1.    Hay que buscar la hora más oportuna.

2.    No andar con prisa. Hay que dar a la visita el tiempo requerido por el paciente.

3.    Actuar con naturalidad, si ser excesivamente formal, ni tomarse confianzas desmedidas.

4.    El paciente tiene una sensibilidad especial para captar quién se le acerca por “cumplir”, por “compasión” o con interés.

5.    Deje hablar al paciente de sus dolores, de sus preocupaciones y temores. Muestre interés, con sinceridad y delicadeza aceptando lo que afirma sin discutírselo, pero sin afirmarle aquello que nos parece que es exageración.

6.    Sea prudente. No debemos presionar al paciente a hablar.

7.    Sea comedido sin cansar al paciente con nuestra conversación, ni imponer temas a la fuerza.

8.    Anime al paciente. No podemos compadecemos de él en su presencia, ni mostrar .

9.   Mantenga al paciente al tanto de todo lo positivo que ocurre en la iglesia para que no sufra al verse desinformado o alejado de la comunidad de fe. Pero no lleve chismes negativos ni situaciones de las que no tenga seguridad de que sean ciertas.

11.  Sea prudente al hablar y preguntar de la salud del paciente.
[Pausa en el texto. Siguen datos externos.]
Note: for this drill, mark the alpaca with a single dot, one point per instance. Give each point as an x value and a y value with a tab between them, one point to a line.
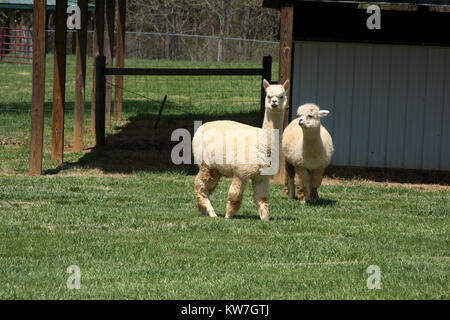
213	139
307	148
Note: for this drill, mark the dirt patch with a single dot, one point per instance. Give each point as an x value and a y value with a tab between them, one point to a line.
11	142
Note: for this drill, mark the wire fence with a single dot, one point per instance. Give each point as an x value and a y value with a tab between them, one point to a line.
184	47
194	97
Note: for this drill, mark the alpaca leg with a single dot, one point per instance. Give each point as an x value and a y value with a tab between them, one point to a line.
289	185
261	190
205	183
302	181
235	195
316	181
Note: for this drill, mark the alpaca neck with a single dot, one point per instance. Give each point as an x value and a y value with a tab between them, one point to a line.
273	120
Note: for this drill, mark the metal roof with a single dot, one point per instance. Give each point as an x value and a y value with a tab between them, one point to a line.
276	3
28	4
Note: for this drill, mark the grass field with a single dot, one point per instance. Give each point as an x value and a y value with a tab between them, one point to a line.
128	218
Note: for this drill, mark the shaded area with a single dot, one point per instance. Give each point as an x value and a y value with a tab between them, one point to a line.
407	176
136	145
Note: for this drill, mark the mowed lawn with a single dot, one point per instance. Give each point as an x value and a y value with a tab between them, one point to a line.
133	228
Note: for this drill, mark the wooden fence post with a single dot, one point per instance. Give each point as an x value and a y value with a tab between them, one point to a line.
59	82
267	74
38	88
120	52
109	47
99	27
284	73
100	89
80	81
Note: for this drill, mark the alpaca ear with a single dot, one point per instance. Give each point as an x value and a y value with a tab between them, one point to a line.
323	113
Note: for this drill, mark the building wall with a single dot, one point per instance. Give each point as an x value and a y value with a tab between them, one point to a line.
390	104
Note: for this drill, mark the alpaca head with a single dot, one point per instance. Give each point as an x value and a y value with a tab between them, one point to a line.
276	96
310	115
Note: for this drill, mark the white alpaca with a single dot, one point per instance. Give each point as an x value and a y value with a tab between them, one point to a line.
212	152
307	148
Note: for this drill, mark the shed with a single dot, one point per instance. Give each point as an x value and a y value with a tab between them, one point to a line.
388	89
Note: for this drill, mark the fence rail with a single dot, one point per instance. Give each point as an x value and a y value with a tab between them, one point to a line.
15	44
265	72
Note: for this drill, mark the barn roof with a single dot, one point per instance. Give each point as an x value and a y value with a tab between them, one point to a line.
28	4
276	3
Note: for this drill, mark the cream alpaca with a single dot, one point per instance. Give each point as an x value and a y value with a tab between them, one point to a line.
212	168
307	148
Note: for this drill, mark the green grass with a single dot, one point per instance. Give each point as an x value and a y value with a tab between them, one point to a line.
129	219
140	237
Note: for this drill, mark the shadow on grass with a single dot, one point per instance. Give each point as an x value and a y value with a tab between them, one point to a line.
137	146
406	176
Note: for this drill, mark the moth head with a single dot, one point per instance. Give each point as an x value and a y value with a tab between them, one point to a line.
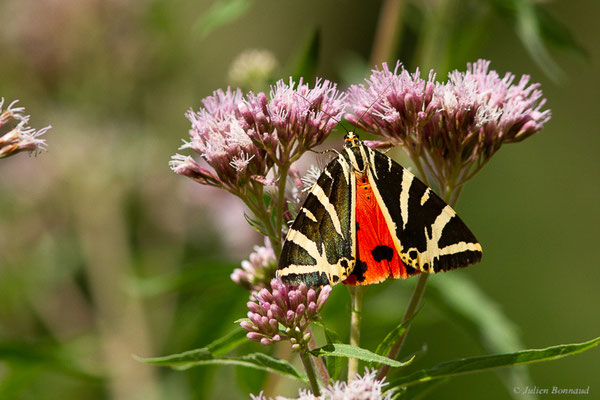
351	140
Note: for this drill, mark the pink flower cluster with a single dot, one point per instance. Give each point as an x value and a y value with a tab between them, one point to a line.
20	137
242	137
365	387
452	128
292	307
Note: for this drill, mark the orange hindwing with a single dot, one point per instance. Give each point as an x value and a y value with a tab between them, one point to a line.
376	258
Puede ser que la familia no le quiera comunicarle algunos detalles.

12. Hable en un volumen de voz apropiado, sin nervio y con calma. Escuche al paciente con atención.

13.  La cama es propiedad del paciente y de su uso exclusivo.

14.  El enfermo tiene necesidades fisiológicas de todo tipo que se le pueden hacer urgentes durante nuestra visita. Hemos de estar al tanto y tenerlo presente.

15.  La visita para que el paciente tenga ocasión de hablar y pueda encontrar oyentes acogedores, para darle consuelo y esperanza en medio de su dolor.

16.  Lo que se ve, lo que se oye y lo que se dice en la habitación de un enfermo es secreto.

17.  Hay que hacer la visita con espíritu de colaboración. Hemos de ir con espíritu de disponibilidad.

18.  No podemos hacer la visita tan sólo “por amor a Dios”. Más bien ha de ser por amor al prójimo “con el amor de Dios”.

19.  Cuando se trata de un enfermo creyente, se ha de intentar ayudarle a progresar y a madurar en la fe y en su situación de enfermo. Si estamos ante un no creyente, debemos ofrecerle que comparta nuestra fe. Si no quiere hacerlo, le seguiremos visitando con la misma disponibilidad. Tampoco debemos imponer el tema de la religión u otros asuntos relacionados.

20.  Lleve su Biblia y lea textos que fortalezcan la fe y confianza en Dios. También puede cantar cánticos suaves con temas relacionados, tomando en cuenta que puede haber otros enfermos en el cuarto.